Finally made it out to Red Medicine after months of deliberation! The reason why I hadn’t made it out to the restaurant before my visit early last month was because I couldn’t find anyone to go with me. And when Ben and I tried to go the week before on a whim, there was a 45-minute wait (it was Friday night though, so no surprises there). I made reservations for 9:45 the next Friday, with Ben and Danno willing to join me, but Ben ended up being 20+ minutes late. So we probably waited another 20+ minutes on top of that, as they probably gave our table away. I don’t think they were too pleased (at least that was the impression I got from them – but it was our fault).
Anyways, once we sat down, everyone was happy again. We were definitely the most underdressed and ugly table in the restaurant. While still fairly casual, the ambiance at Red Medicine attracted an interesting combination of bougie hipsters and people who look like they were going clubbing after. Guess this is the casual Beverly Hills crowd nowadays. I didn’t want to order too much, since it was late and I feel bad over-ordering every time I drag the guys out with me to try new places. So we just stuck with four of the small plates, the beef tartare, the famous porridge, and a couple of desserts.

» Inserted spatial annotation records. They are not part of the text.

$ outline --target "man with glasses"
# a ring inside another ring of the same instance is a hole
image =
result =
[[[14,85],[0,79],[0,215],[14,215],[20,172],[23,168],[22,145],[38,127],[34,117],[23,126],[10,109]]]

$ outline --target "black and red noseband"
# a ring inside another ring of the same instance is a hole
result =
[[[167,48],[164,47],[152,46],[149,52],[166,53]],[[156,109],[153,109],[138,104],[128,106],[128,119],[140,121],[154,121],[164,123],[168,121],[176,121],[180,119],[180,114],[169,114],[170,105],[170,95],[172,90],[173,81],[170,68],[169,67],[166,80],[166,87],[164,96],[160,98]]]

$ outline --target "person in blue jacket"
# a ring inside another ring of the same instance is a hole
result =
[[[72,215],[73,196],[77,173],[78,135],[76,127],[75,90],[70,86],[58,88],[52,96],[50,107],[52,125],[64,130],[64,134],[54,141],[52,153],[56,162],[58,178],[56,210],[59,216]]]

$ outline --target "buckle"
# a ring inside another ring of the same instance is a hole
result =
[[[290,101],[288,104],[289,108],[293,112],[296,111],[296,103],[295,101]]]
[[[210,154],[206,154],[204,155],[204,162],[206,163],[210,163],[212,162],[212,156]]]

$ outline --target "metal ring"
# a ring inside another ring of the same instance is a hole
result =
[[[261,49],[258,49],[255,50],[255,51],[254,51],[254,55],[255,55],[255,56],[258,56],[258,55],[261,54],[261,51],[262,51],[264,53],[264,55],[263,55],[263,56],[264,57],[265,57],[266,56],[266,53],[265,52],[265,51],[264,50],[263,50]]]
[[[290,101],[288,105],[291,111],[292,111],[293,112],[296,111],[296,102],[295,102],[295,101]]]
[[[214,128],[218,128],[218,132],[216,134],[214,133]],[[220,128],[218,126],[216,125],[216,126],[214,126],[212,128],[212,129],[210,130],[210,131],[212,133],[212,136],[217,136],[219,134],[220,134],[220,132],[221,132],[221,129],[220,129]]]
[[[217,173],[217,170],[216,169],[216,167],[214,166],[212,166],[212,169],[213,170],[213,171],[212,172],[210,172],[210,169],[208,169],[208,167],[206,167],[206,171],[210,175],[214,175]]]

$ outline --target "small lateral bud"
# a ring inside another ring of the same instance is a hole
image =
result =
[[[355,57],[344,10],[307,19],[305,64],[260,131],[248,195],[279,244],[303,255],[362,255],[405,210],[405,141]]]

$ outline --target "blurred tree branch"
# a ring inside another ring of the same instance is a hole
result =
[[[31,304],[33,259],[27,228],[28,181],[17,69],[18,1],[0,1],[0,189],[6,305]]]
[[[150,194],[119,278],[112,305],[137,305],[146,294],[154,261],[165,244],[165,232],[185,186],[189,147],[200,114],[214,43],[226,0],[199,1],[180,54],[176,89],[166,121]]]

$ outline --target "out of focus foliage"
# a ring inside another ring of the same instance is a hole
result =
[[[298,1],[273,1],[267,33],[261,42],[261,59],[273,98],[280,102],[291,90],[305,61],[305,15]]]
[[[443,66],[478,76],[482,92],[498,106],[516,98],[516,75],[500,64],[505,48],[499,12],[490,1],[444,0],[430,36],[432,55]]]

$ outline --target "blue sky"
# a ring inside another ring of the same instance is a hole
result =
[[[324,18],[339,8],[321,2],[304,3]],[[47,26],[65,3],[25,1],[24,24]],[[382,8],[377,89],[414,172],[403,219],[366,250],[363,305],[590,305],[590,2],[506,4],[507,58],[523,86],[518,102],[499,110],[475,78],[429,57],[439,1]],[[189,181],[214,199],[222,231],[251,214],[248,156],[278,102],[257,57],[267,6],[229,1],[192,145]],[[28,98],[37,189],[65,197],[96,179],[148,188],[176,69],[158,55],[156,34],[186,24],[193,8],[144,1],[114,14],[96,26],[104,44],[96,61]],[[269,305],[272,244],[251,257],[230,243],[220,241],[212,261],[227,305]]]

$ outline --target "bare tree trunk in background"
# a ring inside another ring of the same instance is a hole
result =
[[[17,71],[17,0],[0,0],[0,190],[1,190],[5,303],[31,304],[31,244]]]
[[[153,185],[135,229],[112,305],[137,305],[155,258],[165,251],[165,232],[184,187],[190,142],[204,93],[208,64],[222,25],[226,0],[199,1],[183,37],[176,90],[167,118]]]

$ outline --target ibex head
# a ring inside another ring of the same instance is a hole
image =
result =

PORK RILLETTE / crispy chicken skin, lychee, clove, pistachio, spicy herbs 11
Pretty good, but I actually felt the flavors were a bit mild here. I guess I like my rillette with more of a fatty taste. Came with baguette toasts to spread the rillette on.
CHICKEN DUMPLINGS / caramelized sugar, pork fat, lemongrass, confitures 9
This was delicious! The chicken meatballs were full of juicy flavors (I’m sure the pork fat that held the meat together helped), and tasted great with the accompanying condiments and small bibb lettuce to wrap everything with.
CRISPY SPRING ROLLS / dungeness crab, lime, pea pods, fines herbes, chili 15
Solid, but didn’t seem that much better than a typical spring roll. At least the use of dungeness crab meat was fairly liberal. The preparation was also in a way more Chinese, since Vietnamese spring rolls are fried with rice paper (don’t think this one was).
BRUSSELS SPROUTS / caramelized shallots, fish sauce, vermouth 9
Another delicious small plate here. The brussels sprouts were full of flavor, soaking up the fish sauce beautifully. The caramelized shallots were a nice complement as well. I could’ve ate bowls of this.
BEEF TARTARE / water lettuce, water chestnut, nuoc leo, chlorophyll, peanut 15
I almost felt bad eating this, since the plating was so nice (like most of the dishes here). Underneath the lettuce was a pretty good version of the tartare, with a bit of a kick. Came with shrimp chips to spread on.
HEIRLOOM RICE PORRIDGE / egg yolk, hazelnuts, ginseng, echire butter 17
And here it is: the famous rice porridge I’ve heard so much about. It certainly didn’t disappoint, and was my favorite dish of the night. Mixing the egg yolk in with everything else (the fancy echire butter in particular), and the result is more like a rich risotto.
COCONUT BAVAROIS / coffee, condensed milk, thai basil, peanut croquant 9
Chef Jordan Kahn began as a pastry chef at such restaurants as The French Laundry, Per Se, and Alinea (fairly decent restaurants :P), so I had high expectations for the desserts. Quite simply, this was the best dessert I’ve had in a long time.
BITTER CHOCOLATE / kecap manis, oats, parsnip, brown butter, soy milk sorbet 11
The bitter chocolate wasn’t too far behind the baravois, but once you go coconut baravois, there is no going back. Like the tartare, I thought that these were well-plated as well.
Again, I didn’t really get to try most of their dishes, due to the size of our party. We were very conservative with our ordering, but I was still impressed by most of what we had. The chicken dumplings, brussels sprouts, porridge, and baravois are all definitely repeat-worthy. I really want to try some of their more adventurous dishes (like the various veggies that look like floral arrangements) as well as some of their proteins like the beef brisket for larger groups. They are open until 2am every night, so maybe I’ll sneak out of the apartment to do some more experimenting in the near future.